Driverless cars have stuck in the realms of science fiction. Their benefits have been in the experimentation and the new concept being of interest to people rather than having any practical benefits.
However, in terms of the uses for driverless cars, it extends so much further than many are giving them credit for.
At the moment the driverless car as a separate entity from a human having at least dual control, does not exist. There are several models that are trying to break this mould, at CES we have seen BMW, Mercedes and Nissan all demonstrate their driverless options, but mainstream production of these is something in the future rather than feasible now.
So what are the main benefits of driverless cars going to be for business?
With human error moving out of the question in terms of reasons for an accident, the roads would become significantly safer for everybody. This would mean less crashes, decreased chances of potential damage to vehicles and less chance of being caught in traffic behind an incident.
This means faster delivery times, not being late for meetings and a more reliable timing for when certain products or services can be delivered.
As the safety of the roads increases, the chances of delays that are often caused by bad driving will be eliminated. This can be anything from a crash that stops traffic on a road through to somebody merging without looking and causing the cars behind them to brake.
As these cars are going to be a huge combination of sensors, it would also be far easier to choose the best route to take if there are hold ups in one area. This would not just be in a redirect sense like a satnav, but with every car being able to communicate, it would be possible to see how many cars are going a particular way, then optimizing a route to avoid excess traffic.
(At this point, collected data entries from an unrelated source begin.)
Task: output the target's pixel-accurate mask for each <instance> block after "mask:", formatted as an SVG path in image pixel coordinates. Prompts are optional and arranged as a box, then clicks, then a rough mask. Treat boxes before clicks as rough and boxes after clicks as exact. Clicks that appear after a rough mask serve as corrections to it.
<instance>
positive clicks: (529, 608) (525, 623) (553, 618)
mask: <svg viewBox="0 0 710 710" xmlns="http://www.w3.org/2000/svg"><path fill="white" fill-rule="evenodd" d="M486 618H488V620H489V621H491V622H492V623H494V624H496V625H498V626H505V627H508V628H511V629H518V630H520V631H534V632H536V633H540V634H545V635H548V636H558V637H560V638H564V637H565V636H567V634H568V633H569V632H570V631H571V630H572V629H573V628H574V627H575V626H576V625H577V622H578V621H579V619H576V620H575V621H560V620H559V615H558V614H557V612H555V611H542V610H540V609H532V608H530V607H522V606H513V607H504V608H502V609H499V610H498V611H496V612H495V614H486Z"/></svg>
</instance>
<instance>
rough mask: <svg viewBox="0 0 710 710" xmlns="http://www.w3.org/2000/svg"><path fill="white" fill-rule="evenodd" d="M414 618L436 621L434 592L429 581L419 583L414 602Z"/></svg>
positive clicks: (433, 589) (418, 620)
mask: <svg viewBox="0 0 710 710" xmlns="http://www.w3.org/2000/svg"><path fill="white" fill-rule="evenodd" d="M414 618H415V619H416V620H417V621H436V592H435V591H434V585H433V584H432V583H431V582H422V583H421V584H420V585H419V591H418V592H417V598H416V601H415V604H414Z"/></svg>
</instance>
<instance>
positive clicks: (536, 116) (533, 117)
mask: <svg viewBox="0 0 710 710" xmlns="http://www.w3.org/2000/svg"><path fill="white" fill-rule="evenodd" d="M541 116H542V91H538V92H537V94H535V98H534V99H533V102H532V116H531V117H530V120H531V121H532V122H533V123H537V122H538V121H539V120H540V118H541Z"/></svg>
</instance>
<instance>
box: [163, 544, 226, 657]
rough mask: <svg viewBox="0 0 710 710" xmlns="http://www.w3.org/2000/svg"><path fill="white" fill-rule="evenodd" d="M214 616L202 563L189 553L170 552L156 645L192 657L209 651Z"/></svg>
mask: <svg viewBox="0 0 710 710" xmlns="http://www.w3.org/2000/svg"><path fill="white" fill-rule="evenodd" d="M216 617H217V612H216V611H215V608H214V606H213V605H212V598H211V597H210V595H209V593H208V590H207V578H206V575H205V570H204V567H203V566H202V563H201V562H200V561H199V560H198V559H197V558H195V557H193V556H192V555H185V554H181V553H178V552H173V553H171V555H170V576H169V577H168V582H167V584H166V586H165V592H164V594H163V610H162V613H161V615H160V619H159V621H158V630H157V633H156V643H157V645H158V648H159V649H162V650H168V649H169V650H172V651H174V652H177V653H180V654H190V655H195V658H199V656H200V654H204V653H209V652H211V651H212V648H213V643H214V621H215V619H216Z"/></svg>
At the moment when a customer is expecting a delivery, the most accurate tracking that they can get is that a package is in a certain building or within a certain segment of the delivery process. With driverless cars, there would be a significant increase in the numbers of trackable metrics.
This would mean that it would be possible to see when something is going to be delivered in real time. You would be able to see exactly where a package is on the road. With a smarter, more connected and more intuitive fleet of delivery vehicles, this would be considerably easier than it currently is.
With the added predictability of transit times, it would be possible to narrow down delivery times to within a few minutes, rather than the ‘between these two times’ model that currently exists.
Having a smarter and more connected fleet would allow vehicle maintenance to be significantly improved. With the metrics available to companies, it would be possible to identify wear and degrading of parts before they cause more significant damage and cost more to replace. This would decrease down time on vehicles for repairs and also decrease the amount spent on replacement parts as smaller and cheaper parts could be fixed in time rather than needing to replace larger and more expensive units.